Dr. Kim So-yeon: Thank you for having me. It’s indeed a perplexing scenario. A decrease in the base interest rate typically signals lower borrowing costs for households, yet the opposite seems to be happening. This can be attributed to a combination of regulatory changes and market responses that haven’t aligned with the Bank of Korea’s intentions.
Time.news Editor: Interesting point. The article mentions that the government has implemented stricter regulations on household loans, which might be contributing to this rise in lending thresholds. Can you elaborate on how regulatory measures impact interest rates in this context?

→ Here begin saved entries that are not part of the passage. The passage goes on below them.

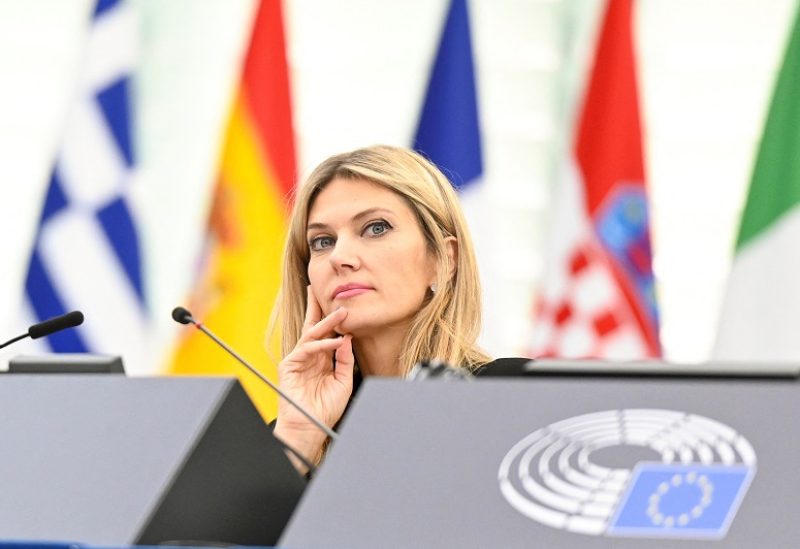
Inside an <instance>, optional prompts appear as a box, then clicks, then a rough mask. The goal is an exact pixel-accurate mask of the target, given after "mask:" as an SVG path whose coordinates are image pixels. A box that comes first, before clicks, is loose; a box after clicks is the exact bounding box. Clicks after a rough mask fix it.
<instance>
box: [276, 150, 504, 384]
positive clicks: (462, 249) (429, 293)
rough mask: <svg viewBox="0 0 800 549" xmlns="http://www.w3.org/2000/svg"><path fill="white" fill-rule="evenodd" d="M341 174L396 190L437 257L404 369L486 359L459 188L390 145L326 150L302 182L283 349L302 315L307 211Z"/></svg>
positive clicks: (471, 253) (294, 332)
mask: <svg viewBox="0 0 800 549" xmlns="http://www.w3.org/2000/svg"><path fill="white" fill-rule="evenodd" d="M336 178H341V179H350V180H364V181H370V182H372V183H375V184H378V185H380V186H382V187H385V188H387V189H389V190H391V191H393V192H395V193H397V194H398V195H399V196H400V197H402V198H403V199H404V200H405V201H406V203H407V204H408V205H409V207H410V208H411V210H412V211H413V212H414V214H415V215H416V218H417V221H418V222H419V226H420V228H421V229H422V233H423V235H424V238H425V240H426V243H427V247H428V250H429V251H430V253H432V254H433V255H434V257H435V258H436V272H437V281H436V285H437V291H436V292H435V293H430V292H429V294H430V295H429V299H427V300H426V302H425V303H424V305H423V306H422V308H421V309H420V310H419V312H417V314H416V315H415V316H414V318H413V319H412V322H411V325H410V327H409V330H408V333H407V334H406V338H405V342H404V345H403V346H402V349H403V352H402V355H401V356H400V357H399V362H400V366H401V369H402V374H403V375H406V374H407V373H408V372H409V371H410V370H411V368H413V366H414V365H415V364H416V363H417V362H419V361H422V360H431V359H439V360H443V361H445V362H447V363H448V364H451V365H453V366H458V367H462V368H467V369H470V370H474V369H475V368H477V367H479V366H481V365H482V364H484V363H486V362H488V361H489V360H490V359H489V357H488V356H487V355H486V354H485V353H484V352H483V351H482V350H481V349H480V348H479V347H478V346H477V344H476V339H477V337H478V333H479V332H480V326H481V290H480V280H479V277H478V269H477V264H476V262H475V253H474V251H473V245H472V239H471V238H470V235H469V231H468V229H467V225H466V222H465V220H464V215H463V213H462V212H461V208H460V206H459V203H458V196H457V194H456V192H455V191H454V189H453V187H452V185H451V184H450V182H449V181H448V180H447V178H446V177H445V176H444V175H443V174H442V173H441V172H440V171H439V170H438V169H437V168H436V167H435V166H434V165H433V164H431V163H430V162H429V161H428V160H426V159H425V158H424V157H422V156H421V155H419V154H417V153H415V152H413V151H410V150H408V149H403V148H399V147H391V146H386V145H377V146H373V147H367V148H363V149H358V150H355V151H352V152H348V153H343V154H338V155H335V156H332V157H330V158H328V159H327V160H325V161H324V162H322V163H321V164H320V165H319V166H318V167H317V168H316V169H315V170H314V172H313V173H312V174H311V175H310V176H309V177H308V179H307V180H306V182H305V184H303V185H302V186H301V187H300V188H299V189H298V190H297V194H296V196H295V200H294V210H293V212H292V217H291V221H290V224H289V231H288V234H287V239H286V246H285V248H284V258H283V281H282V287H281V291H280V294H279V296H278V300H277V302H276V308H275V311H274V316H273V320H277V321H278V323H280V325H281V330H282V336H281V350H282V356H286V355H287V354H288V353H289V352H291V350H292V349H293V348H294V347H295V345H296V344H297V341H298V340H299V339H300V335H301V330H302V326H303V320H304V318H305V310H306V286H308V284H309V280H308V263H309V257H310V254H309V249H308V242H307V241H306V228H307V224H308V213H309V210H310V209H311V206H312V205H313V203H314V200H315V198H316V197H317V195H318V194H319V192H320V191H321V190H322V189H323V188H324V187H325V186H326V185H327V184H328V183H330V182H331V181H332V180H334V179H336ZM450 236H454V237H455V238H456V241H457V245H456V246H457V253H456V254H455V255H456V258H455V259H456V265H455V269H452V265H451V259H450V254H448V253H447V245H446V239H447V238H448V237H450ZM451 272H453V273H454V274H453V275H452V276H450V273H451Z"/></svg>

Dr. Kim So-yeon: Certainly. When regulations tighten, lenders often perceive an increased risk associated with household loans. As a result, they might raise their interest rates to safeguard against potential defaults, despite a lower base rate. This creates a paradox where the intent of easing monetary policy to stimulate borrowing is undercut by precautionary measures from banks responding to perceived risks.

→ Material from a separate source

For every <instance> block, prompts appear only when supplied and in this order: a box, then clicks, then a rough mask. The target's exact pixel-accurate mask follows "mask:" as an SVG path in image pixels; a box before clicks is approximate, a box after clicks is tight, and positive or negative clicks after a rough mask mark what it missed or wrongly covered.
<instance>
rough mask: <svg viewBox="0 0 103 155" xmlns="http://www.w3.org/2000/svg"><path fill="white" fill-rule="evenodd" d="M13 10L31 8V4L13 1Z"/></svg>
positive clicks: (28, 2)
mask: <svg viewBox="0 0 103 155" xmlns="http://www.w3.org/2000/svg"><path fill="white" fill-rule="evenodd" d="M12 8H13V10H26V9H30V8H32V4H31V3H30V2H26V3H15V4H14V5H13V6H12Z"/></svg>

Time.news Editor: So, it appears that while the base interest rate cut intended to alleviate financial pressure on households, banks are reacting in the opposite manner due to regulatory pressures. What are your thoughts on the Bank of Korea’s assertion that short-term interest rates are decreasing in response to the base rate cut?
Dr. Kim So-yeon: Deputy Director Park’s comments highlight a critical differentiation between short-term and long-term interest rates. While short-term rates may be declining, it’s essential to recognize that the rates connected to household loans often reflect longer-term risks, leading to a discrepancy. Therefore, while the base rate cut may influence short-term lending rates, the same doesn’t automatically apply to household mortgages, which remain under pressure from market sentiment.
Time.news Editor: It’s certainly complex. The article also mentions a ‘balloon effect,’ where borrowers are shifting their demand toward non-bank financial sectors to escape stringent regulations. How significant is this trend and what implications does it have for the overall financial system?
Dr. Kim So-yeon: This ‘balloon effect’ can pose serious risks to financial stability. As households seek loans from non-banking sectors, potentially less regulated environments, they might encounter higher costs and less oversight. While this might provide immediate relief, it can lead to an increased risk of over-leveraging, which can ultimately strain the financial sector if borrowers struggle with repayments.
Time.news Editor: It sounds like the situation warrants a careful analysis going forward. In light of these developments, how should the government and the Bank of Korea adapt their strategies to ensure that monetary policies effectively stimulate borrowing while managing risks?
Dr. Kim So-yeon: It’s crucial for policymakers to enhance communication and transparency regarding the goals and anticipated outcomes of monetary policy changes. Additionally, they may need to reassess regulatory frameworks to ensure they don’t inadvertently stifle the benefits of rate cuts. A balanced approach that fosters responsible lending while protecting consumers and maintaining financial stability will be key to navigating these challenges successfully.
Time.news Editor: Thank you, Dr. Kim, for sharing your insights. It’s clear that while the monetary policy shift was a step toward easing financial pressures, the interplay between regulations, market responses, and borrower behavior is leaving many questions unanswered. We appreciate your expertise on this subject.
Dr. Kim So-yeon: Thank you for having me. It’s a challenging yet fascinating time for financial policy in Korea, and I look forward to seeing how these dynamics evolve.